Catéchisme

Ce texte est tiré d'un écrit de Saint Ephrem ( Diatessaron 1,18-19) nous invite à goûter la parole de Dieu; prenez ce temps pendant cet intervalle de février d'ouvrir un évangile , de le méditer, de le prier.


saint Éphrem de Syrie, né à Nisibe [moderne Nesaybin] vers l’an 306 au sein d’une famille chrétienne. Il fut le plus important représentant du christianisme de langue syriaque, et il réussit à concilier comme nul autre la vocation de théologien et celle de poète. Il se forma et grandit aux côtés de Jacques, évêque de Nisibe (303-338), et fonda avec lui l’école théologique de la ville. Ordonné diacre, il vécut intensément la vie de la communauté chrétienne locale jusqu’en 363, quand Nisibe tomba aux mains des Perses. Éphrem émigra alors à Édesse, où se poursuivit son activité de prédicateur. Il mourut dans cette ville en l’année 373, victime de la maladie contractée en soignant les malades d’une peste contagieuse. On ne sait pas avec certitude s’il était moine ou non, mais quoi qu’il en soit il resta diacre toute sa vie et avait embrassé la vie de virginité et de pauvreté.( catéchèse de Benoit XVI 28 novembre 2007)

Qui donc est capable de comprendre toute la richesse d'une seule de tes paroles, Seigneur ? Ce que nous en comprenons est bien moindre que ce que nous en laissons, comme des gens assoiffés qui boivent à une source. Les perspectives de ta parole sont nombreuses, comme sont nombreuses les orientations de ceux qui l'étudient. Le Seigneur a coloré sa parole de multiples beautés, pour que chacun de ceux qui la scrutent puisse contempler ce qu'il aime. Et dans sa parole il a caché tous les trésors, pour que chacun de nous trouve une richesse dans ce qu'il médite.

La parole de Dieu est un arbre de vie qui, de tous côtés, te présente des fruits bénis ; elle est comme ce rocher qui s'est ouvert dans le désert pour offrir à tous les hommes une boisson spirituelle. Selon l'Apôtre, ils ont mangé un aliment spirituel, ils ont bu à une source spirituelle.

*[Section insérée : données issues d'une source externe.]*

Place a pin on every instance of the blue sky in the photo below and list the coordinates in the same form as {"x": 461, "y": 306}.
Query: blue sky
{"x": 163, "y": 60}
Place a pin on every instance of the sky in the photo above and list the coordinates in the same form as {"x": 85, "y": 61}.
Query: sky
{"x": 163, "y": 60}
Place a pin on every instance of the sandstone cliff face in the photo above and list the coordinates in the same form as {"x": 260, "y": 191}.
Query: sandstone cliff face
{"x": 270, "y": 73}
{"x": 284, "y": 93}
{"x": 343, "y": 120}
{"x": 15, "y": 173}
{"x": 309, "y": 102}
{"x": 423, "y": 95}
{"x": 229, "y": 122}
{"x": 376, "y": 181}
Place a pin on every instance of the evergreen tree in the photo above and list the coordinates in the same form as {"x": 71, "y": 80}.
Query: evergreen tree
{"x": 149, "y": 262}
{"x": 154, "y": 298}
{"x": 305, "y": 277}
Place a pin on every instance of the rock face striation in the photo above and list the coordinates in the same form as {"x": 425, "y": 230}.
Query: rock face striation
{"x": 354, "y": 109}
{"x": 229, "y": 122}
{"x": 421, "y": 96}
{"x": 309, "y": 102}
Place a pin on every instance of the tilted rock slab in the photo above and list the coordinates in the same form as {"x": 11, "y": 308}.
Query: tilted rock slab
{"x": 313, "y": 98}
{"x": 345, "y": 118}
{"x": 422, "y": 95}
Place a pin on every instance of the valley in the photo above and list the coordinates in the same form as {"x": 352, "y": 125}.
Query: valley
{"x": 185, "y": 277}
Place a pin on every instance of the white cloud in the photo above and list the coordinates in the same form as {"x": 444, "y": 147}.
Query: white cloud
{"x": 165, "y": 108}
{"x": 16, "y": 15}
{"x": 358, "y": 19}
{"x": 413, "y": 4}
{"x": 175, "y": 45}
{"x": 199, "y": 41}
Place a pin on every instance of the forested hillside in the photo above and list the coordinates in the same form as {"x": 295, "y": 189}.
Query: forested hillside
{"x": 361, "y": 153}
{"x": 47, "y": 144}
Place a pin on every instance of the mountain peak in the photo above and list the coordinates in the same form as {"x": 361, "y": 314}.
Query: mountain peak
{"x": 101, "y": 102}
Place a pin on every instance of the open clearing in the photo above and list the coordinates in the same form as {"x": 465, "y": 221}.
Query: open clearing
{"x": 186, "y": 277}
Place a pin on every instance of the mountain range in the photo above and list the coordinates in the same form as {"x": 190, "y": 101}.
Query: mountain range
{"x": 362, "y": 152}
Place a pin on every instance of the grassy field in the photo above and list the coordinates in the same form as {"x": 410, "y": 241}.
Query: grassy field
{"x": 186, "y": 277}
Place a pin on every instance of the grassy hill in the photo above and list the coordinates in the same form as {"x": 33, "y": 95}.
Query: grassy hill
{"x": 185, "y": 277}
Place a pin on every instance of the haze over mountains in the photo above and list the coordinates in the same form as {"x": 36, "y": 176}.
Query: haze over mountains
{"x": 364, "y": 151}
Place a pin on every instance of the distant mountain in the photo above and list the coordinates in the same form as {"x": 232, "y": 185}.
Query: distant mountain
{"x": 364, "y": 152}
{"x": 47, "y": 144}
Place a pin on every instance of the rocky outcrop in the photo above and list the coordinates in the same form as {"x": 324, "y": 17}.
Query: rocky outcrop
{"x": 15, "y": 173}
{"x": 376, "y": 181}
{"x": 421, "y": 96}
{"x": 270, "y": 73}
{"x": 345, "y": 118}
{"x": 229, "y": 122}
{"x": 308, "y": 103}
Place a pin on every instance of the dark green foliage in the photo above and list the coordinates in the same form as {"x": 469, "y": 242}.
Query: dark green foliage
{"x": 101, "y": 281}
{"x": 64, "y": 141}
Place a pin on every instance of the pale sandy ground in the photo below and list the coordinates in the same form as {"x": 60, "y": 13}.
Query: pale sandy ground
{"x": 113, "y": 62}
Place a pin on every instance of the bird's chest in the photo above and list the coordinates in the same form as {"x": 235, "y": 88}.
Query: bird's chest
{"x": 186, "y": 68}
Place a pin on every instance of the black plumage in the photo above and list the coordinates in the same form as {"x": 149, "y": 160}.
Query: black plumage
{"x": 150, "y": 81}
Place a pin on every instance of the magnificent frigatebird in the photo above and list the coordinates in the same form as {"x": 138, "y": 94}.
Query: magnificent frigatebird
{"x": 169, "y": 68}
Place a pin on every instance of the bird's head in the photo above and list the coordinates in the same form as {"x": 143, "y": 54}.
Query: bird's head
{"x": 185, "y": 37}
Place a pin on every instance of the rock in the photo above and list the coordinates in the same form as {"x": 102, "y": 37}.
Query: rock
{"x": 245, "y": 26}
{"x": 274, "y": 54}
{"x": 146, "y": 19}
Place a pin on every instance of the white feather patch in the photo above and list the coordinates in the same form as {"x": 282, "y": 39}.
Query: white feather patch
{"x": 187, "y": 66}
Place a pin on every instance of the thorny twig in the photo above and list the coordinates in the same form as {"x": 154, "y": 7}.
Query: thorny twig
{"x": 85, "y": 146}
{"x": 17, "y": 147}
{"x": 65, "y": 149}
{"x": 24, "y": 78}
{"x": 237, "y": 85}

Celui qui obtient en partage une de ces richesses ne doit pas croire qu'il y a seulement, dans la parole de Dieu, ce qu'il y trouve. Il doit comprendre au contraire qu'il a été capable d'y découvrir une seule chose parmi bien d'autres. Enrichi par la parole, il ne doit pas croire que celle-ci est appauvrie ; incapable de l'épuiser, qu'il rende grâce pour sa richesse. Réjouis-toi parce que tu es rassasié, mais ne t'attriste pas de ce qui te dépasse. Celui qui a soif se réjouit de boire, mais il ne s'attriste pas de ne pouvoir épuiser la source. Que la source apaise ta soif, sans que ta soif épuise la source. Si ta soif est étanchée sans que la source soit tarie, tu pourras y boire à nouveau, chaque fois que tu auras soif. Si au contraire, en te rassasiant, tu épuisais la source, ta victoire deviendrait ton malheur.

Rends grâce pour ce que tu as reçu et ne regrette pas ce qui demeure inutilisé. Ce que tu as pris et emporté est ta part ; mais ce qui reste est aussi ton héritage. Ce que tu n'as pas pu recevoir aussitôt, à cause de ta faiblesse, tu le recevras une autre fois, si tu persévères. N'aie donc pas la mauvaise pensée de vouloir prendre d'un seul trait ce qui ne peut pas être pris en une seule fois ; et ne renonce pas, par négligence, à ce que tu es capable d'absorber peu à peu.
 Mais quelle est notre mission de baptisé ?
 
Le temps du carême nous permet de réfléchir à notre engagement envers le baptême. Le baptême constitue la source de la vie et l’entrée dans l’Eglise.
Le sacrement de baptême comporte beaucoup de notion c’est pourquoi je parlerais de sa mission essentielle qui est généralement omis alors qu’elle me parait importante. Lors de l’onction du Saint-Chrême, le prêtre dit : « Tu es maintenant baptisé : le Dieu tout-puissant, Père de Jésus, le Christ, notre Seigneur, t’a libéré du péché et t’a fais renaître de l’eau et de l’Esprit-Saint. Désormais, tu fais partie de son peuple, tu es membre du Corps du Christ et tu participe à sa dignité de Prêtre, de Prophète et de Roi. Dieu te marque de l’huile du Salut afin que tu demeures dans le Christ pour la vie éternelle. »
Par ton baptême, tu es Prêtre, Prophète et Roi.
 
Comment pouvons-nous être Prêtre ?
Etre Prêtre signifie Célébrer c’est-à-dire prier, participer aux célébrations pour implorer et rendre grâce au nom et en faveur de l'humanité entière, recevoir les sacrements….
Etre Prêtre, nous permet de puiser la force dans le Seigneur notamment par la lecture de la parole de Dieu, pour pouvoir ensuite réaliser les deux autres fonctions.
Comment être Prophète ?
Etre Prophète signifie Annoncer par l’évangélisation des personnes qui nous entourent à l’université, dans notre famille…L’annonce se fait part nos paroles mais aussi nos regards, nos actions, nos gestes… Pour témoigner du Christ et de son message, et pour proclamer que, quoi qu'il arrive, il faut aimer et espérer.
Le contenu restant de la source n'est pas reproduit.